Der Bürgerkrieg in Syrien hatte 2011 mit Protesten gegen die Regierung von Bashar al-Assad (59) begonnen. Nun ist der Konflikt, der bisher über 300'000 Tote gefordert hat, wieder aufgeflammt. Und die Schlinge um Assad zieht sich zu. 

Was ist passiert?

Eine dschihadistische Rebellenallianz im Nordwesten von Syrien hatte Ende letzter Woche Aleppo erobert, die zweitgrösste Stadt des Landes.
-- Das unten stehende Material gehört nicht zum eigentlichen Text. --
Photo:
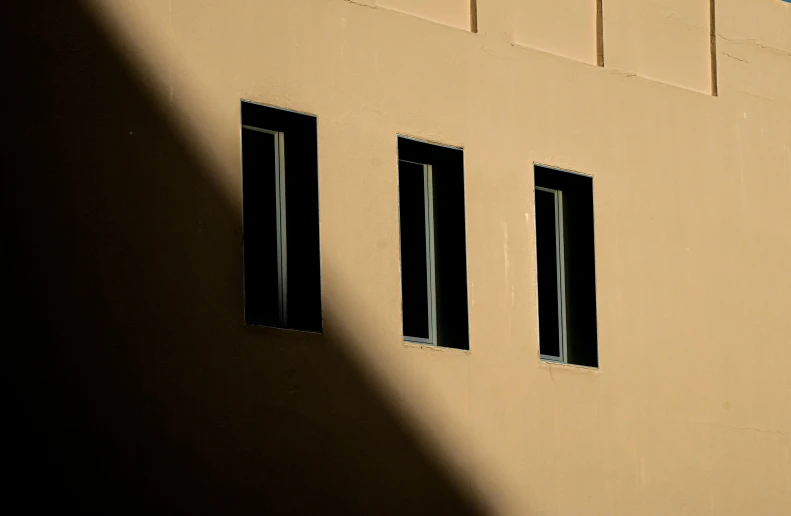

In Aleppo wurde auch eine Villa des Herrschers Assad gestürmt. 

Am Donnerstag sind die Kämpfer in Hama eingerückt, die fünftgrösste Stadt. Dort lieferten sie sich Strassenkämpfe mit Truppen des Assad-Regimes – bevor die Armee den Rückzug antrat. 

Als Nächstes will die Rebellenallianz Homs erobern, die drittgrösste Stadt. Manche Einheimische empfingen die Rebellen im Norden der Stadt mit Freude, berichtete das Syrian Observatory for Human Rights am Freitag. Gleichzeitig flohen Tausende. Gemäss Berichten zog sich die syrische Armee kampflos aus Homs zurück.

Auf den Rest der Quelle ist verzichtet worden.